CEO Update

A realistic shift to zero emission transport will take time

18 April 2019 #CEO Update

Protestors have delivered gridlock to central London this week, with one of their suggestions being that the government should reduce carbon emissions to zero by 2025 – including the removal of all petrol and diesel vehicles from the road by this date. We all agree that climate change is one of the biggest long-term challenges facing the planet, and the whole industry is working hard and investing hugely in developing technology that will continue to reduce the environmental impact of road transport. But this change won’t come overnight – not if we expect our society and economy to operate as we know it.

SMMT Motorparc figures released this week illustrate the makeup of vehicles in Britain. There are now more than 620,000 AFVs being driven in the UK, a number growing all the time. But with nearly 35 million cars on the road, this number needs to be kept in context – the shift to zero emission transport will take time. Manufacturers ensure their model ranges offer the latest and most efficient powertrains available so that consumers and businesses can select vehicles that best suit their driving needs.
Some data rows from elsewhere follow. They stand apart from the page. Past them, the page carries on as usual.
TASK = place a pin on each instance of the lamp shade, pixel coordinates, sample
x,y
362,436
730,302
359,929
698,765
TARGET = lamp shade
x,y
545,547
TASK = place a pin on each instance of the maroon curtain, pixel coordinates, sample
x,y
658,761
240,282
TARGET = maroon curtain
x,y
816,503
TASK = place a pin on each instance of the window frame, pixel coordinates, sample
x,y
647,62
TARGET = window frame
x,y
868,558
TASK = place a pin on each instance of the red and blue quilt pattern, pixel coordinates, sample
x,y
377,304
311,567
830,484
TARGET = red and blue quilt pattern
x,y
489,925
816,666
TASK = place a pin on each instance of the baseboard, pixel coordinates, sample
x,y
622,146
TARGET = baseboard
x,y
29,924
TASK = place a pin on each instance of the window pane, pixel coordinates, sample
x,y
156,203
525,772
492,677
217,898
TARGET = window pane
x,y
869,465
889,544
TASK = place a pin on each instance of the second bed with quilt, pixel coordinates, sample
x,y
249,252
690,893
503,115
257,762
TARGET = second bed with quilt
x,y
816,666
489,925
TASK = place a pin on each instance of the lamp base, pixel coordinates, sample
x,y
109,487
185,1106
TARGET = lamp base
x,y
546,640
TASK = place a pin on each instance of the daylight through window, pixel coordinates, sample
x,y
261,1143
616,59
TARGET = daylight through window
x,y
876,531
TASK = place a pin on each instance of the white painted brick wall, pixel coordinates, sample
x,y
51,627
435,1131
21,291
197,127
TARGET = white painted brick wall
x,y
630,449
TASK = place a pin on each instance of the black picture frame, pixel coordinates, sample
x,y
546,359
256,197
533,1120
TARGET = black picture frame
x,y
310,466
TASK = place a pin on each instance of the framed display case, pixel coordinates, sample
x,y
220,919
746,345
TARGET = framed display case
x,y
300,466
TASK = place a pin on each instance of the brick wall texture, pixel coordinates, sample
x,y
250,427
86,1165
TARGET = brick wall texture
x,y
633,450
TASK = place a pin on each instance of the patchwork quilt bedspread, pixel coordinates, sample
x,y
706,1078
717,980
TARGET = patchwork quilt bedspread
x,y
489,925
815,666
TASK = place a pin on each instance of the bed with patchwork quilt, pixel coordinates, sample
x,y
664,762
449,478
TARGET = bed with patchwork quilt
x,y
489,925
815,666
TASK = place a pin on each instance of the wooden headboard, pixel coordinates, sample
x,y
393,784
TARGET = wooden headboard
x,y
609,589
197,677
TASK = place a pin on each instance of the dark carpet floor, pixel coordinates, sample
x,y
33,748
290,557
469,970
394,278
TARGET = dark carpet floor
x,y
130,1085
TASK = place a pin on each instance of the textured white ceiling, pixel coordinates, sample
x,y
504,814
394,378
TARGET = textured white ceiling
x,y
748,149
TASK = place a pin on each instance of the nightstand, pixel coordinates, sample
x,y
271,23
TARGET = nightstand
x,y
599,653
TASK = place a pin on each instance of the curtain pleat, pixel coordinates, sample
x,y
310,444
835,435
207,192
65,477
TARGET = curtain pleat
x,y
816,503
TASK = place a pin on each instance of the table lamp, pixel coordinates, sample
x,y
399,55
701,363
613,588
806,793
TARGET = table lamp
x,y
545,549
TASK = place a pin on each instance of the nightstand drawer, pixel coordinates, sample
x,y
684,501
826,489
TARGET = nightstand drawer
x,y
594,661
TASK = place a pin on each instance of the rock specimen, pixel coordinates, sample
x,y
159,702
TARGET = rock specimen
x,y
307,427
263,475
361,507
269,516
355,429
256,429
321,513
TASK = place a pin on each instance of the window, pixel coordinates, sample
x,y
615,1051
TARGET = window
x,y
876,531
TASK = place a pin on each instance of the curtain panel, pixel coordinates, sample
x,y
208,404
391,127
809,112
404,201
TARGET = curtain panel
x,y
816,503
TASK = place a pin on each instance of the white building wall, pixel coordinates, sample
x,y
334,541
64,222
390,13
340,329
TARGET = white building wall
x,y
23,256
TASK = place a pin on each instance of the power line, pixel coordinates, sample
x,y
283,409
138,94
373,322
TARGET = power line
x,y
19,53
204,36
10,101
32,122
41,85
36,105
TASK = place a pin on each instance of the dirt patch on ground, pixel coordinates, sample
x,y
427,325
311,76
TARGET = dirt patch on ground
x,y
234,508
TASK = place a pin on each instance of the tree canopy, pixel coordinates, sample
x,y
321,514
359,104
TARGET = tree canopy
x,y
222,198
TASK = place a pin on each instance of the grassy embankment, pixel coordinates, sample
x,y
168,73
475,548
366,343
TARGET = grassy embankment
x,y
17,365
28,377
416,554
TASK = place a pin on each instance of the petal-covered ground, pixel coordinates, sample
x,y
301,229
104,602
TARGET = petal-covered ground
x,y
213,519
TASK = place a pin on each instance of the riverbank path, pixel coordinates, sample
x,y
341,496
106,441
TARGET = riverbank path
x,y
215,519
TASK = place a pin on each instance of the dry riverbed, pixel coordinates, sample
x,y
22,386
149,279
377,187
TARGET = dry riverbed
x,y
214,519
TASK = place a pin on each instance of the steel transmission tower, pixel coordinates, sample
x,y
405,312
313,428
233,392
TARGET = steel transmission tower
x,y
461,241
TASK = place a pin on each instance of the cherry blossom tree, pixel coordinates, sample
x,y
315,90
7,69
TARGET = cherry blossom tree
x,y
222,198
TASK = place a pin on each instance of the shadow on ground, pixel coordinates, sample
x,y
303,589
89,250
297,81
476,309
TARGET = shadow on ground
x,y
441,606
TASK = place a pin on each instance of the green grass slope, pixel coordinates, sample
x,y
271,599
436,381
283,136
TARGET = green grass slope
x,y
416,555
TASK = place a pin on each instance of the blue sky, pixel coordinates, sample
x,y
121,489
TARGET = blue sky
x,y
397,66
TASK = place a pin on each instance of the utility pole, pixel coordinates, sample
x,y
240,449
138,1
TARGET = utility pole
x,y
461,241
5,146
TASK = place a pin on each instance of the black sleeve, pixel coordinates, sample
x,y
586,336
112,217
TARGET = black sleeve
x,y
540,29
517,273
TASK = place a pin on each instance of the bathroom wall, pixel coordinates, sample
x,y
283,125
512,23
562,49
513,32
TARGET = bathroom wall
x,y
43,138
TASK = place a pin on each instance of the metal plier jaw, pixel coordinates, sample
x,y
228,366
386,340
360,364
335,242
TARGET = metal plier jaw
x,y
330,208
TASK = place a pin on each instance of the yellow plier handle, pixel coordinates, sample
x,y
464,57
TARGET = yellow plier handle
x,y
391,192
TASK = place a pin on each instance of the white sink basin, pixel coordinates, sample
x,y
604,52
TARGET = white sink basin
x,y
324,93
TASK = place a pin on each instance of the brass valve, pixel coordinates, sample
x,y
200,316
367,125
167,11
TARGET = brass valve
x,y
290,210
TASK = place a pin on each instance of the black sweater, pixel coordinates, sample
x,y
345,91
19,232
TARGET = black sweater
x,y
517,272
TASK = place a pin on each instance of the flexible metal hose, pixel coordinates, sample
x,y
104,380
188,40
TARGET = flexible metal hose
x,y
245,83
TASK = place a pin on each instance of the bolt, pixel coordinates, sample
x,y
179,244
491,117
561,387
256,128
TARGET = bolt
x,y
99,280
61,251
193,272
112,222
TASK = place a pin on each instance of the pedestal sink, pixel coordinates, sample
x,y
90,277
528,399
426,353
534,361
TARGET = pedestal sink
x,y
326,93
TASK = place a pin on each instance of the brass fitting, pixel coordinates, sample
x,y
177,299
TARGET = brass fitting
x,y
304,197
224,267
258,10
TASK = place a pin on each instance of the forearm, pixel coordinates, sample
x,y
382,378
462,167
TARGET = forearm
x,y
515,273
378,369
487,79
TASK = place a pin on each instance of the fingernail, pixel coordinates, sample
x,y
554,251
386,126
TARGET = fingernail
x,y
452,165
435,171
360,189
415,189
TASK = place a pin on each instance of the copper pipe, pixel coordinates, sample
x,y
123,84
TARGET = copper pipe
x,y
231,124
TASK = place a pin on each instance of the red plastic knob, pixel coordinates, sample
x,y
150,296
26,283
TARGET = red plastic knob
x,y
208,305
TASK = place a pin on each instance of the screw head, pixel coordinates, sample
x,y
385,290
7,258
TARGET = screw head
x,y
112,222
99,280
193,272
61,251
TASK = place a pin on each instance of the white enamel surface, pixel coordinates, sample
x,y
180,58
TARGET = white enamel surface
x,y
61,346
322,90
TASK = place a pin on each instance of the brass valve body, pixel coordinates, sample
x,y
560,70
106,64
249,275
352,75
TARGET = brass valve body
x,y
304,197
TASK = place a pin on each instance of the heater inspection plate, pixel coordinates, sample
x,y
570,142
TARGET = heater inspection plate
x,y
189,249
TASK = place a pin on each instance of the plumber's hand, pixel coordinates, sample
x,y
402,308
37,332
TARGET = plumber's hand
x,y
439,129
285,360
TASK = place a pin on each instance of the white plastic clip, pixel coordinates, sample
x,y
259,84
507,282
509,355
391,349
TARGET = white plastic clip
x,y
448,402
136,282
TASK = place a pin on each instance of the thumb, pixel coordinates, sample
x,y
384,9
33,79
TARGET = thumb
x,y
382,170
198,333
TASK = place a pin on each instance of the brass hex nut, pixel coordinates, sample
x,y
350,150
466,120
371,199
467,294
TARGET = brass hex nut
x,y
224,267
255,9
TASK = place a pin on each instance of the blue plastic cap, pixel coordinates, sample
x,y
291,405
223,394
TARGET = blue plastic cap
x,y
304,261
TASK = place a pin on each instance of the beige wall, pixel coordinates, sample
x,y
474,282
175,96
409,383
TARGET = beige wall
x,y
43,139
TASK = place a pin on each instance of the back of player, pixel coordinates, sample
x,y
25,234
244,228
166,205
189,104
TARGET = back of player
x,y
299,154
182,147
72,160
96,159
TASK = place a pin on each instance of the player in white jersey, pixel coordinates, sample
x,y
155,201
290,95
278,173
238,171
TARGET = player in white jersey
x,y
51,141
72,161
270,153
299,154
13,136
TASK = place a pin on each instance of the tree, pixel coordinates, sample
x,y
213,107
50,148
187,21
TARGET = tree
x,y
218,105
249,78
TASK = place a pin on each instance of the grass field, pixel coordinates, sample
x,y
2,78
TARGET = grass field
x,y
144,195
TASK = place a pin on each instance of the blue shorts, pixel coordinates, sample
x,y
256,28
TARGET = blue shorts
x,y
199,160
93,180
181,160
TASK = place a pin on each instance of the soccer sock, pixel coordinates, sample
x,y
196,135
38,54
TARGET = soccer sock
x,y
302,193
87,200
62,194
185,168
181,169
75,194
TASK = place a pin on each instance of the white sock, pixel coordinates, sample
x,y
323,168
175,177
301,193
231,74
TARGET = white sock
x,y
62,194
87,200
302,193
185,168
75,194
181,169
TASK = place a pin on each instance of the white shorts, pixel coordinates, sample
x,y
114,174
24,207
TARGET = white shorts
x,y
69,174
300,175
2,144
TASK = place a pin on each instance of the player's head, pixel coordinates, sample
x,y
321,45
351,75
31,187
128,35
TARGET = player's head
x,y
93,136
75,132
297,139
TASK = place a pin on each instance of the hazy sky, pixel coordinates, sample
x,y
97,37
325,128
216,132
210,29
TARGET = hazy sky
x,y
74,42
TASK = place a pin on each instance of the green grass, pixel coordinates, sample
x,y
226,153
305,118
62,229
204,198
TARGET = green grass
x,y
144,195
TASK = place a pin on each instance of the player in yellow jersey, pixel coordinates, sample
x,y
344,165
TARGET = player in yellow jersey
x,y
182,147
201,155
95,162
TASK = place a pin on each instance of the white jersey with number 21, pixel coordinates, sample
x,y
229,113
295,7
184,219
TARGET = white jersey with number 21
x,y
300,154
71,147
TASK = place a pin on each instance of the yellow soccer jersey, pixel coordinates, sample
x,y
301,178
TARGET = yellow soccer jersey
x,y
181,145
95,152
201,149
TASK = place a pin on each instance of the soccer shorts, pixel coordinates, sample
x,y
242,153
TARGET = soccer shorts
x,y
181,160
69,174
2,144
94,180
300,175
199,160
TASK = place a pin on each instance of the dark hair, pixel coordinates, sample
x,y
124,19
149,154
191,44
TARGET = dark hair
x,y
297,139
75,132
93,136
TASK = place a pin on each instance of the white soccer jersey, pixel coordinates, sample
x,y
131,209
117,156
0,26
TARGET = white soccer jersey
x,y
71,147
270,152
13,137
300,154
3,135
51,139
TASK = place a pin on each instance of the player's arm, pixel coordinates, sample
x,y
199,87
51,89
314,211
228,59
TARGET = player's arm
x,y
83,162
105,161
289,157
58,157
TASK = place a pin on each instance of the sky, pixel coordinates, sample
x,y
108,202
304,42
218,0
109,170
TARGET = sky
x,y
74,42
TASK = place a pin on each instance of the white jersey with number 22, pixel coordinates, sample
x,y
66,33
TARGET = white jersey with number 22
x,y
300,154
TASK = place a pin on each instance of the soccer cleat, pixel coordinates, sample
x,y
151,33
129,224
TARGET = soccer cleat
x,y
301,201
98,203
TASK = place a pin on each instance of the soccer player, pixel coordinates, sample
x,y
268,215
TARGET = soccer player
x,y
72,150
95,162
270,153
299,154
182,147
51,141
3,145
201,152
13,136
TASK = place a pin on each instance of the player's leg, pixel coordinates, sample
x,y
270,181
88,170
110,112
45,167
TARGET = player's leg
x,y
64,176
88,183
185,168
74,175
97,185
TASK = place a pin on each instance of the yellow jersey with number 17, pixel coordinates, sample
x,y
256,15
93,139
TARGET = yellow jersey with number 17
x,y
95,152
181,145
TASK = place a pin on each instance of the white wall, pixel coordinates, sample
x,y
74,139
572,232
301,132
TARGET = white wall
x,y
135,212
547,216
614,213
Every new generation of vehicle is more efficient than the last, with reduced CO2 emissions and better fuel economy, and these are now filtering through from the new car market into the broader motorparc.

The overwhelming majority of vehicles on our roads are still powered by petrol or diesel engines. The latest diesels are still the right choice for many buyers in the right circumstances, and these modern powertrains will be essential in the delivery of the ambitious environmental goals facing both the industry and government. Indeed, looking at commercial vehicles alone, diesel is the most cost-effective option for transporting goods over long distances – no surprise, therefore, that 99% of the UK’s HGV fleet is diesel powered. Alternative technologies are not yet competitive or even agreed.

Our latest new car registration figures do show a strong take-up of AFVs but plug-in hybrid registrations have really suffered since the removal of the plug-in car grant. More than ever, we need a strong package of incentives to promote technology that is, let’s not forget, still in its infancy. That includes infrastructure improvements to the charging network and more consumer education about EV technology; we have to drive consumer demand to see these technologies move quickly from early adopters to mainstream success.